Of 163 million illiterate young people in the world, 63% are female. Each year almost 5.5 million girls aged 16 to 19 give birth, effectively ending their chances of getting an education and earning a living. The World Bank study of 100 countries showed that every 1% increase in the proportion of women with secondary education boosts a country’s annual per capita income growth by about 0.3%.

As we know, DfID’s record on assisting women throughout the world has been exceptionally strong. Due to the department’s focus on the women and girls development agenda, more than 14 million women now have access to financial services, almost 3 million girls are in primary education and more than 4 million women are using modern methods of family planning. As an officer of the APPG on Population, Development and Reproductive Health, I would be remiss not to focus a few remarks on sexual and reproductive health and rights and the significant economic and social gains for individuals and families.

There are 225 million women and young girls living in developing countries who want to avoid pregnancy but are not able to use modern contraception. The consequences are huge: 754 million unintended pregnancies, 28 million unplanned births and 20 million unsafe abortions every year. Investing in SRHR has one of the highest rates of return in international development. For every additional dollar invested in preventing an unintended pregnancy, nearly $1.50 is saved in pregnancy-related care. Additional savings accrue across all sectors, from healthcare to education and employment. As Governments and international agencies consider and negotiate the goals for 2015 and beyond, I urge them to prioritise universal access to SRHR.

To sum up, the UK objective for post-2015 is to agree a simple, inspiring, measurable set of goals centred on eradicating extreme poverty. The goals should have sustainable development integrated across the framework, and should include what is referred to as the golden thread—conflict and corruption, justice and the rule of law, property rights, and open and accountable government. These goals should be supported by a new global partnership that ensures that together we mobilise a range of actors with sufficient resources from both public and private organisations.

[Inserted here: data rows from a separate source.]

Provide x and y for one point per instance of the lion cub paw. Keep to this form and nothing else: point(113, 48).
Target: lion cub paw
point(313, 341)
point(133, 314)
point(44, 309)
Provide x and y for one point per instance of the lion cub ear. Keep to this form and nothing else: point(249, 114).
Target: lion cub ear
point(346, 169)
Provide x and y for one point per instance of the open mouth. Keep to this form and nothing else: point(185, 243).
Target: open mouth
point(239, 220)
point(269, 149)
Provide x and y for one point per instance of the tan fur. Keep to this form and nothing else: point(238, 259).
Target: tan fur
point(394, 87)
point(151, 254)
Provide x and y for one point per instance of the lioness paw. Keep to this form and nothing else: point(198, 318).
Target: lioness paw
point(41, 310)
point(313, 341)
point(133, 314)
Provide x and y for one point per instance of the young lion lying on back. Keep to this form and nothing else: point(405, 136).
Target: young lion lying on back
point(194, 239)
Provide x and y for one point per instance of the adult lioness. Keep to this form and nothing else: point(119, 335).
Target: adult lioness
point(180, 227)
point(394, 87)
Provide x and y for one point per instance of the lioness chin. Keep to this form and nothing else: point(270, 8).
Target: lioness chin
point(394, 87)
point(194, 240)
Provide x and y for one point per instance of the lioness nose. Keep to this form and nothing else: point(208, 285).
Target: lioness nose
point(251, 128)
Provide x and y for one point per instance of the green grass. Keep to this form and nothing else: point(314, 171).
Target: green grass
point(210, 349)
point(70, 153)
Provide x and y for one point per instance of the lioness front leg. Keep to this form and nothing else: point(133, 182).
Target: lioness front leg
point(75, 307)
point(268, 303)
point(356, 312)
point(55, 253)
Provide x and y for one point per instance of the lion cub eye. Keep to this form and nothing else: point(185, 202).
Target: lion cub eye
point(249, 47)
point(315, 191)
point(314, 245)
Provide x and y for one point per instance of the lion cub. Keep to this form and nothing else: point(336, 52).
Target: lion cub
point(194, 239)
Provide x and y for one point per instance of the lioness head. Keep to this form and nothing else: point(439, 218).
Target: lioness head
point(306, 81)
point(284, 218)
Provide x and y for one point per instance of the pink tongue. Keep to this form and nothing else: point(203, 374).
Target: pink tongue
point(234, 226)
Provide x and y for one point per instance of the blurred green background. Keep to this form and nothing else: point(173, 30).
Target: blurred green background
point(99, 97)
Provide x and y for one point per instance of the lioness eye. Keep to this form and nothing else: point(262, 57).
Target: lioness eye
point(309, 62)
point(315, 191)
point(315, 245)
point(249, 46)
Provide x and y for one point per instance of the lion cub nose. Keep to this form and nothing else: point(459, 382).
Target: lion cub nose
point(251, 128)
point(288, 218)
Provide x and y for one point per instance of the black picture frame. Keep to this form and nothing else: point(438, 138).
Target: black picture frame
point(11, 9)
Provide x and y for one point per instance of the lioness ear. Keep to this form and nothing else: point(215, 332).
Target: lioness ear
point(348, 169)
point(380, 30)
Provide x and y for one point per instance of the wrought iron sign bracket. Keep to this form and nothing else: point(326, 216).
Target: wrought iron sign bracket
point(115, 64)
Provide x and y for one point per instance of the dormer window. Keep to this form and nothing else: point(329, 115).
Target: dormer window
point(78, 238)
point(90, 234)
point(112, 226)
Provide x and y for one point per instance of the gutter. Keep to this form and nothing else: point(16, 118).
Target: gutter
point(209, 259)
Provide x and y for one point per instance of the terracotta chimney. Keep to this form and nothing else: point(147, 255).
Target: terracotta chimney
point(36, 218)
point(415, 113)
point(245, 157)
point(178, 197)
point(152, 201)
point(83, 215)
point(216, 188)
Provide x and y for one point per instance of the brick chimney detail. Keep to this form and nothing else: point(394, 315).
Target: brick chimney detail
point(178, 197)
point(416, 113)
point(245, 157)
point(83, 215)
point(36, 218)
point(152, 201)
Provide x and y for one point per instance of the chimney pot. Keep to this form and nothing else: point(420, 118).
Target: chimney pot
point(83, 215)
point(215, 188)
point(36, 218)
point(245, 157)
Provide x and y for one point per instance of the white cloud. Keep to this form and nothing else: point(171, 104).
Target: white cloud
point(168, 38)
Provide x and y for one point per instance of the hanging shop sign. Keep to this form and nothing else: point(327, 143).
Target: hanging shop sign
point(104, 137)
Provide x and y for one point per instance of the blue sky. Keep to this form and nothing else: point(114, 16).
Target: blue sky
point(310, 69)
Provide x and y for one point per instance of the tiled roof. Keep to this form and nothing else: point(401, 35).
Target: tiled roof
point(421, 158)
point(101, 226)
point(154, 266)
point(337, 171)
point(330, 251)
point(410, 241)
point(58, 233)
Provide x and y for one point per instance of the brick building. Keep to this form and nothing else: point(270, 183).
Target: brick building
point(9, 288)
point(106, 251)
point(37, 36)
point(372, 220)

The 17 goals and 169 targets produced by the Open Working Group are too diffuse, and the UK’s priority should be to define a more concise and compelling goals framework. We should beware a kitchen-sink approach that seeks to appease all the interest groups. In a world of increasing resource constraints, such an approach would be a recipe for disaster. The danger that countries will cherry-pick, or be subsumed, or throw up their hands and do nothing at all, must be avoided. Never before has the world had to face such a complex agenda in a single year. This unique opportunity will not come again in our generation. It must not be wasted.